Besides their inherent clunkiness, many acronyms have multiple meanings that can confuse readers with different backgrounds. To many journalists, for example, MSM means "mainstream media." To public health professionals, MSM stands for "men who have sex with men" — a term researchers use instead of "gay men" if they're focusing on sexual behaviors rather than sexual identity. According to the website Acronym Finder, these are only two of the 92 possible meanings for MSM.
In other contexts, MSM could mean "methylsulfonylmethane," a naturally occurring chemical compound with reputed health benefits; "Mount St. Mary's," a school in India; or — one of my favorites — "mechanically separated meat," a substance that the United States Department of Agriculture defines as "a pastelike and batterlike meat product produced by forcing bones with attached edible meat under high pressure through a sieve or similar device to separate the bone from the edible meat tissue."
Going cold turkey on references and acronyms disorients the students and makes them squirm. Bereft of these structural guideposts and crutches, many cope pretty quickly. Some even feel liberated. They learn to dump some of the linguistic dead weight and tighten up their prose.

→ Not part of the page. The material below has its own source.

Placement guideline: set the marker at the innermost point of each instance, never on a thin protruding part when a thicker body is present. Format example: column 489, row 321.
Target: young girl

Before every assignment, I also repeat some basic rules that all journalism instructors know: Tell us the most important thing first, then tell us the rest of the story. Keep it simple. Use the active voice. Be specific. Take things piece by piece — or "bird by bird," as the novelist and memoirist Anne Lamott advises in her book of the same name, a wise guide to writing that I always recommend to students.
I repeat these basic storytelling lessons to myself as well, whenever I'm making the transition back to popular writing. And it seems to help. That "dullsville" article about H.I.V. among gay men in developing countries? Once my mortification over my editor's rejection passed, I administered radical surgery and rewrote it from top to bottom, in the process removing the public health jargon, the ponderous turns of phrase, and many uses of the acronym MSM. Another magazine was happy to have it.
David Tuller is a writer and the academic coordinator for the University of California, Berkeley's joint master's program in public health and journalism.